I got an email alert from SiteUptime to say:
Dear Peter Wilkinson,
This is an automated message from SiteUptime.
Alert Type: Site Not Available Result: Failed Time: September 12, 2005 09:09:43 PST HostName: petersblog.org Monitor Name: Peter's Blog Service: http
There was another email half an hour later to say the site was back again (the polling period is half an hour).

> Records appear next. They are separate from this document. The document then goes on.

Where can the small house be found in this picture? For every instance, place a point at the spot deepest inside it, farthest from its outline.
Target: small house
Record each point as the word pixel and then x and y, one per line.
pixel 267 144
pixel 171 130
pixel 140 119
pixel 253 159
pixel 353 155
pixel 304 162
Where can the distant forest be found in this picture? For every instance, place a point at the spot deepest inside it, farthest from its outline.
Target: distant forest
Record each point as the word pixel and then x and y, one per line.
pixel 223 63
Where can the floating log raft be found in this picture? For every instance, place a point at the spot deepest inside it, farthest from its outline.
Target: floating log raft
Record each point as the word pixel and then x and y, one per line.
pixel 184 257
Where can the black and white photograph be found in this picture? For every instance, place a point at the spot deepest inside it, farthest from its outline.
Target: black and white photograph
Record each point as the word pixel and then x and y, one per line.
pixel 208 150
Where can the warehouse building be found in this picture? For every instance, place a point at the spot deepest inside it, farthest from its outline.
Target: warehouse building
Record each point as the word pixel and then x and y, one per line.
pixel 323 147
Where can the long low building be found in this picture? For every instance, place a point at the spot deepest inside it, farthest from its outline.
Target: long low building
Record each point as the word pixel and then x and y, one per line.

Looking on the server itself:
$ uptime
09:01:45 up 21 days, 11:21, 1 user, load average: 0.00, 0.00, 0.00
so the server didn't reboot.
Grepping through the apache access log for SiteUptime..
67.30.130.180 - - [12/Sep/2005:15:11:18 +0100] "HEAD / HTTP/1.0" 200 - "-" "SiteUptime.com"
67.30.130.180 - - [12/Sep/2005:15:41:20 +0100] "HEAD / HTTP/1.0" 200 - "-" "SiteUptime.com"
67.30.130.180 - - [12/Sep/2005:16:11:21 +0100] "HEAD / HTTP/1.0" 200 - "-" "SiteUptime.com"
67.30.130.180 - - [12/Sep/2005:16:41:22 +0100] "HEAD / HTTP/1.0" 200 - "-" "SiteUptime.com"
67.30.130.180 - - [12/Sep/2005:17:41:24 +0100] "HEAD / HTTP/1.0" 200 - "-" "SiteUptime.com"
67.30.130.180 - - [12/Sep/2005:18:11:25 +0100] "HEAD / HTTP/1.0" 200 - "-" "SiteUptime.com"
67.30.130.180 - - [12/Sep/2005:18:41:26 +0100] "HEAD / HTTP/1.0" 200 - "-" "SiteUptime.com"
67.30.130.180 - - [12/Sep/2005:19:11:27 +0100] "HEAD / HTTP/1.0" 200 - "-" "SiteUptime.com"
67.30.130.180 - - [12/Sep/2005:19:41:29 +0100] "HEAD / HTTP/1.0" 200 - "-" "SiteUptime.com"
Missing entry at 17:11.
Looking around this in the apache access log:
80.88.204.40 - - [12/Sep/2005:17:04:09 +0100]
80.88.204.40 - - [12/Sep/2005:17:04:09 +0100]
194.244.83.8 - - [12/Sep/2005:17:41:16 +0100]
194.244.83.8 - - [12/Sep/2005:17:41:17 +0100]
No traffic between 17:04 and 17:41.
Nothing in the error log. None of the other logs show anything suspicious.
I think my conclusion here is that there was a loss of connectivity within oneandone and my server was temporarily disconnected from the internet. Now lets think, if they promise 99% uptime does this mean the server is running or the server is running and connected to the internet?
Anyway, oneandone sent me this email this morning:
Dear Peter Wilkinson,
Please be advised that due to an upgrade of the 1&1 Data Centre, we will need to shut down your server for a short time while technicians perform an internal realignment of hardware.
This move will be made during the night from 18.09.2005 to 19.09.2005, between 11:00 PM and 06:00 AM.
Your data will not be affected by the move. However, as a precautionary measure, we recommend strongly that you first back up your data and server settings.
Best regards,
The 1&1 Team
so apparently they are shuffling things about and could well be the cause.
The alert emails were forwarded to my vodafone email account but the filters on that prevented me from getting notification text messages (until I got a message I didn't know what 'from' address to set the filter to) so I wasn't sent alarming and costly (2x10p!!) text messages.
Conclusion: I shouldn't panic, I haven't run a site monitor before, this kind of thing probably happened all the time I was on site5 and I was blissfully unaware.